Lack of medical assistance and transport

Chandni explains that the population in the area has only recently started trusting western medicine. However, “now there is a widespread lack of confidence of patients towards doctors as many are receiving medicine and medical instructions without being touched. Diagnosis is not properly given”. Doctors are maintaining social distancing with patients meaning for example that pregnant women are struggling to get regularly checked up. For instance, Chandni tells the story of a the pregnant wife of a man with a psychosocial disability (member of the DPO) who needed a sonography done but the government health clinics in the villages do not have such machine and she would have to go to the nearest town or city to get it done. As public transport is currently unavailable, she cannot have access to this type of medical attention.
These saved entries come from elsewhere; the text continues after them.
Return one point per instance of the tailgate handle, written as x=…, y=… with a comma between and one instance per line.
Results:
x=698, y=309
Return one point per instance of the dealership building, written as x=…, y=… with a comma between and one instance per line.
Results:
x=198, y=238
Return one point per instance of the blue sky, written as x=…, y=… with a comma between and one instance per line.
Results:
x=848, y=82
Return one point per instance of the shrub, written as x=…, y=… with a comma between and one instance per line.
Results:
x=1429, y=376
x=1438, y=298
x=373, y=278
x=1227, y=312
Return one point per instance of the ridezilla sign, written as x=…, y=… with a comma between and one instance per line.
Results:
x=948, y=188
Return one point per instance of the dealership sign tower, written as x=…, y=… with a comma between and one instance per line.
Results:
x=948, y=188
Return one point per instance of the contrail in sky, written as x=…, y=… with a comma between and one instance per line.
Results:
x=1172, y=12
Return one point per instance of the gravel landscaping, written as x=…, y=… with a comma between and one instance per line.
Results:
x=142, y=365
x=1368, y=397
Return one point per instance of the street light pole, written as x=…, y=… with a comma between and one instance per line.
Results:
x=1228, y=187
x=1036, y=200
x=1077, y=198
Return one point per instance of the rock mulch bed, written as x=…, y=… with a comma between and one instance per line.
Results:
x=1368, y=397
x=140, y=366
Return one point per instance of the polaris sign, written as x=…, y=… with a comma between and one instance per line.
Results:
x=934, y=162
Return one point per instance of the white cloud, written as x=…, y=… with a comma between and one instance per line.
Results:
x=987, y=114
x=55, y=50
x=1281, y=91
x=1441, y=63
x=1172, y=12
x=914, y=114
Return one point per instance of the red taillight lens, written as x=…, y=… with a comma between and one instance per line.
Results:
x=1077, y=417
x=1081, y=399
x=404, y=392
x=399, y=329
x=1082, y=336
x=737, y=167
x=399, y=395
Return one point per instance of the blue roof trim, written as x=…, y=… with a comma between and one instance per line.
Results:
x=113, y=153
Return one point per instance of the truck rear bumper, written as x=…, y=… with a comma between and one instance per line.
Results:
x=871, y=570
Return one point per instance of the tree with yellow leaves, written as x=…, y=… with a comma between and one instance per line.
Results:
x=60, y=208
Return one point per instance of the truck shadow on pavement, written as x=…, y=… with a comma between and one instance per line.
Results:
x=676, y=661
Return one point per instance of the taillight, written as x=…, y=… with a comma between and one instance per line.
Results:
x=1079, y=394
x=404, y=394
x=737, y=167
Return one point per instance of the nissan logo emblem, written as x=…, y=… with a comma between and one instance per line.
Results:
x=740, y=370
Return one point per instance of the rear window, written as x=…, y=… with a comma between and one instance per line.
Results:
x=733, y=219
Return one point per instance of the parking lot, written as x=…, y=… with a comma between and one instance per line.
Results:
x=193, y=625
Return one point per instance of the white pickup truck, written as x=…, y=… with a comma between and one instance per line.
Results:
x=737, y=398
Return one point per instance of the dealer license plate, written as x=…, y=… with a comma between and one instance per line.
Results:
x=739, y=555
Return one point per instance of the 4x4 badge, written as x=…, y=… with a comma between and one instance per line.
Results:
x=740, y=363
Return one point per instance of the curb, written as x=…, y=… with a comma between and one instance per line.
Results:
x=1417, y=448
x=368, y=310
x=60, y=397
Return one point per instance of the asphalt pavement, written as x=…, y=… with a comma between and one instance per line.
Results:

Ambulance service is free in India, but “not everybody has access to this information, meaning they often stay at home and do not receive medical assistance”, says Chandni. 

Increased abuse and Violence

“Whatever freedom we had before, this is completely gone due to COVID-19”, says Zainab referring to women having to stay at home. She says that most of her time is dedicate to the male members of the house and she barely has time for herself. Household chores have increased, keeping her very busy. She has no help from other family members: “even my daughter complains about having to help me, she gets irritated and has fights with my son”, she says. She admits that fights have increased and so has the abusive behavior of her husband. “The verbal abuse keeps happening and I feels suffocated, I’m dying for the lockdown to be over to leave the house, before husbands used to be out most of the time but now we’re stuck at home 24/7”, she says.

Sneha, a married woman in her early 20s with a physical disability told us that upon the pandemic outbreak, she decided to spend the confinement with her parents, who live 20km away from her husband’s home and her husband accepted it. However, she says fights in the house have increased between siblings as they sleep in same room and there is only one bed.

She explains how her basic freedoms are now limited. In her village, there is a lot of police everywhere who often stop and interrogate people, which makes her feel very intimidated. “I’m terrified of leaving the house. I feel like my freedom is gone and I’m in jail”, she says.